Kepala DPPPAPPKB Kotim Imam Subekti melalui Kepala Bidang Pemenuhan Hak dan Perlindungan Khusus Anak Nenny Triana Boru Lumban Gaol mengatakan, ada enam indeks penilaian kota layak anak diantaranya, penguatan kelembagaan tersedianya peraturan atau kebijakan daerah tentang kabupaten/kota layak anak dan adanya keterlibatan lembaga masyarakat, dunia usaha, dan media massa dalam pemenuhan hak dan perlindungan khusus anak.

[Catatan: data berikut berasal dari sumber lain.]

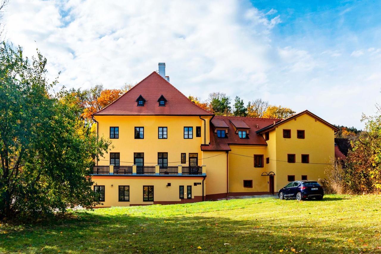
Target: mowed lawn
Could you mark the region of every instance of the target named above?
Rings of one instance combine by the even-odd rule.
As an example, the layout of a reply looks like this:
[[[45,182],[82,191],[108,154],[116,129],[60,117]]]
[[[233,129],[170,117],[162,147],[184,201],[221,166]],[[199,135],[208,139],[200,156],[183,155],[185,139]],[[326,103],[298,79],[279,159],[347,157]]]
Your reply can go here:
[[[381,251],[381,196],[326,195],[112,207],[0,226],[3,252],[359,253]]]

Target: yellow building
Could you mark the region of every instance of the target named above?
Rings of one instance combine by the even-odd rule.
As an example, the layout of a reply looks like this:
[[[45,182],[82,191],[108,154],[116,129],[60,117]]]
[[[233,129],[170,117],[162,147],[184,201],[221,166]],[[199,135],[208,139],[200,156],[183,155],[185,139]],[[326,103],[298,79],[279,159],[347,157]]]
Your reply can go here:
[[[170,84],[165,68],[93,115],[112,142],[91,175],[101,206],[274,193],[324,178],[335,127],[307,111],[283,120],[215,116]]]

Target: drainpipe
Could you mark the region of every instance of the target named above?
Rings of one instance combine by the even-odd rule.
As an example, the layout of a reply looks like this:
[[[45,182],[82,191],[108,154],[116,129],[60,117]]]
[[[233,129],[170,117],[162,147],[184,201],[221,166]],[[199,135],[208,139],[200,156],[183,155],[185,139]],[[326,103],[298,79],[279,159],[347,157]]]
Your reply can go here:
[[[204,181],[205,181],[205,178],[206,177],[206,176],[203,177],[203,179],[202,179],[202,201],[205,201],[204,200]]]
[[[95,120],[95,118],[94,118],[94,116],[92,116],[92,115],[91,116],[91,119],[93,119],[93,121],[94,121],[94,122],[95,122],[96,123],[96,140],[98,141],[98,137],[99,136],[98,135],[98,121],[97,121],[96,120]],[[96,160],[96,166],[98,166],[98,160]]]
[[[207,121],[203,118],[201,118],[201,116],[199,116],[200,119],[204,121],[204,145],[207,144]]]

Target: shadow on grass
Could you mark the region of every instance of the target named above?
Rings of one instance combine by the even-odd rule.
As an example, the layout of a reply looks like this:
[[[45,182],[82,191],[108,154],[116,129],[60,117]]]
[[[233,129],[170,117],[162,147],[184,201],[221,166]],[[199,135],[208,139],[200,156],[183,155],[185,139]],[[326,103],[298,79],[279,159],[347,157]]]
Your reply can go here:
[[[303,226],[296,220],[285,224],[284,220],[271,216],[250,219],[207,215],[159,219],[82,212],[79,218],[59,225],[0,232],[0,252],[189,253],[201,249],[268,253],[292,249],[303,253],[315,253],[317,249],[322,253],[359,252],[353,242],[338,244],[331,235],[337,230],[323,225]],[[291,232],[290,227],[298,230]],[[361,227],[352,229],[364,231]],[[307,239],[307,234],[313,236]]]

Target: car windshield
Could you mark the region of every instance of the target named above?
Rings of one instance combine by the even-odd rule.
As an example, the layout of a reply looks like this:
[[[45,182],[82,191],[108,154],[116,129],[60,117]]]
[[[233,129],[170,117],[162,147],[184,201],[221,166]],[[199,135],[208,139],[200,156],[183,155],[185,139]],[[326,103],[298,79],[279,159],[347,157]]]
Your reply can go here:
[[[303,183],[304,186],[320,186],[320,185],[317,182],[307,182]]]

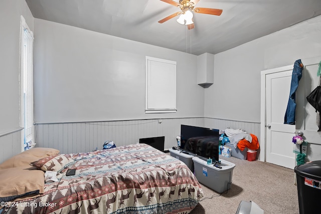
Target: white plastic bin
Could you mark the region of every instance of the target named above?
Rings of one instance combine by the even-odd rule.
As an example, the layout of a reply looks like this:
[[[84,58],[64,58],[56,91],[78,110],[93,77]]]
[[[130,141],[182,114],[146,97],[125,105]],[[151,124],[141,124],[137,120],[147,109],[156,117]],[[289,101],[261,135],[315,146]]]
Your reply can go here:
[[[181,150],[176,150],[173,149],[169,149],[171,156],[178,159],[179,160],[183,161],[186,165],[191,169],[191,171],[194,172],[194,167],[192,158],[195,156],[194,154],[185,154],[182,152]],[[192,153],[191,153],[192,154]]]
[[[194,157],[192,159],[194,163],[194,174],[200,183],[219,193],[230,188],[235,164],[220,160],[221,163],[217,164],[222,168],[219,168],[213,164],[207,165],[206,160],[198,157]]]

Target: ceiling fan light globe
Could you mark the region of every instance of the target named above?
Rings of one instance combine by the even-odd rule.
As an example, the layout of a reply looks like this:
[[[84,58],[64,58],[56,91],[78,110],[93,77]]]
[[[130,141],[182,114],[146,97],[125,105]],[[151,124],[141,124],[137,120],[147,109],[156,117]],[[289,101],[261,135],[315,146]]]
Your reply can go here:
[[[191,11],[187,11],[184,14],[185,20],[192,20],[193,19],[193,13],[191,12]]]
[[[181,25],[184,25],[185,24],[185,18],[183,14],[181,14],[176,21]]]
[[[194,24],[194,23],[193,22],[193,20],[192,20],[192,19],[190,20],[186,20],[186,23],[185,23],[186,25],[192,25],[192,24]]]

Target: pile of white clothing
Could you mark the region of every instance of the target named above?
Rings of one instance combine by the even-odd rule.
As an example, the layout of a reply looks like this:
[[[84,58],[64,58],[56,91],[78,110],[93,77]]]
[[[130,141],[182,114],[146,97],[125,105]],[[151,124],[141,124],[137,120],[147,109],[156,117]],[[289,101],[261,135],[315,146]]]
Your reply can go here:
[[[245,139],[250,143],[252,142],[252,136],[245,131],[241,129],[233,129],[227,128],[224,131],[224,133],[229,138],[230,142],[234,147],[236,148],[237,143],[241,140]]]

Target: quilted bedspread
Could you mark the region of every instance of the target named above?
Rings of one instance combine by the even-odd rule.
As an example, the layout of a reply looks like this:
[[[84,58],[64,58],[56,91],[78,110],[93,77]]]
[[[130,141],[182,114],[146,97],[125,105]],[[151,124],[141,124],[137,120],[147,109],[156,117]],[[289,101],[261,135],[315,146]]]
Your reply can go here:
[[[40,196],[3,213],[177,213],[190,212],[203,197],[182,162],[144,144],[65,155],[76,160]]]

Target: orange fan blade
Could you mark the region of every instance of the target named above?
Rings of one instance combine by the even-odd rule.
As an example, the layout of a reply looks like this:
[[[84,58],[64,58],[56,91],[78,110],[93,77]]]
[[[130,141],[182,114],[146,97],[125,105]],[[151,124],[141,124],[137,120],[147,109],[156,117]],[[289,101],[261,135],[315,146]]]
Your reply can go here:
[[[173,0],[160,0],[160,1],[162,2],[168,3],[175,7],[180,7],[180,6],[182,7],[182,5],[181,5],[180,3],[176,2],[175,1],[174,1]]]
[[[197,8],[194,9],[195,13],[198,13],[199,14],[209,14],[210,15],[220,16],[223,12],[222,9],[215,9],[214,8]]]
[[[159,23],[164,23],[165,22],[166,22],[167,21],[169,21],[171,19],[174,18],[174,17],[178,16],[179,15],[180,15],[180,14],[181,14],[182,13],[181,12],[176,12],[175,14],[173,14],[165,18],[164,19],[162,19],[162,20],[159,20],[158,21]]]
[[[194,7],[199,2],[200,2],[200,0],[191,0],[190,1],[190,5],[192,7]]]
[[[193,24],[191,24],[191,25],[187,25],[187,28],[189,30],[192,30],[193,28],[194,28],[195,27],[195,26],[194,26],[194,23]]]

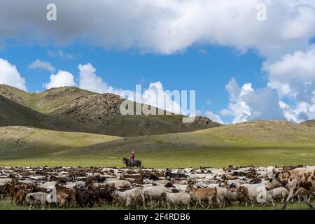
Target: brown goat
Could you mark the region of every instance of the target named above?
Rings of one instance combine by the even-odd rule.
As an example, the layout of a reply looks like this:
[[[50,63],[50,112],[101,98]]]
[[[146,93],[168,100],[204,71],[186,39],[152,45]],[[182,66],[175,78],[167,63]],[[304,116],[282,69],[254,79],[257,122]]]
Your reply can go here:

Kriteria kedua, pemenuhan hak sipil dan kebebasan yang dibuktikan dengan persentase anak yang diregistrasi dan mendapatkan akta kelahiran, tersedia fasilitas informasi layak anak dan terlembaganya partisipasi anak.
Kriteria ketiga, pemenuhan hak lingkungan keluarga dan pengasuhan alternatif yang dapat dilihat dari persentase perkawinan anak, tersedia lembaga konsultasi penyedia layanan pengasuhan anak bagi orang tua, persentase lembaga pengasuhan alternatif terstandarisasi dan tersedianya infrastruktur sarana dan prasarana di ruang public yang ramah anak.
Kriteria keempat, pemenuhan hak kesehatan dasar dan kesejahteraan yang didapat dilihat dari persentase persalinan di fasilitas pelayanan kesehatan, prevelansi status gizi balita, persentase cakupan pemberian makan pada bagi dan anak usia dibawah dua tahun, persentase fasilitas layanan kesehatan ramah anak, persentase rumah tanggan dalam mengakses air minum dan sanitasi yang layak dan ketersediaan kawasan tanpa rokok.
Kriteria kelima, pemenuhan hak pendidikan dan kegiatan seni budaya yang dapat dilihat dari persentase pengembangan anak usia dini holistic dan integrative (PAUD-HI) persentase wajib belajar 12 tahun, persentase sekolah ramah anak (SRA), tersedianya fasilitas untuk kegiatan budaya, kreativitas dan rekreatif yang rama anak.
Terakhir, kriteria keenam, pemenuhan hak perlindungan khusus anak korban kekerasan dan penelantaran yang terlayani, persentase anak yang dibebaskan dari pekerja anak dan bentuk-bentuk pekerjaan terbutuk untuk anak (BPTA) , anak korban pornografi, NAPZA dan terinfeksi HIV/AIDS yang terlayani, anak korban bencana dan konflik yang terlayani, anak penyandang disabilitas, kasus anak yang berhadapan dengan hukum (khusus pelaku) yang terselesaikan melalui pendekatan keadialan restorative dan diversi, anak korban jaringan terorisme yang terlayani dan anak korban stimatisasi akibat pelabelan terkait kondisi orang tuannya.
“Program Kota Layak Anak ini sudah berjalan sekitar tahun 2017. Setiap tahun dilakukan penilaian oleh KemenPPPA yang sebelumnya sudah melalui proses penilaian peringkat,” katanya.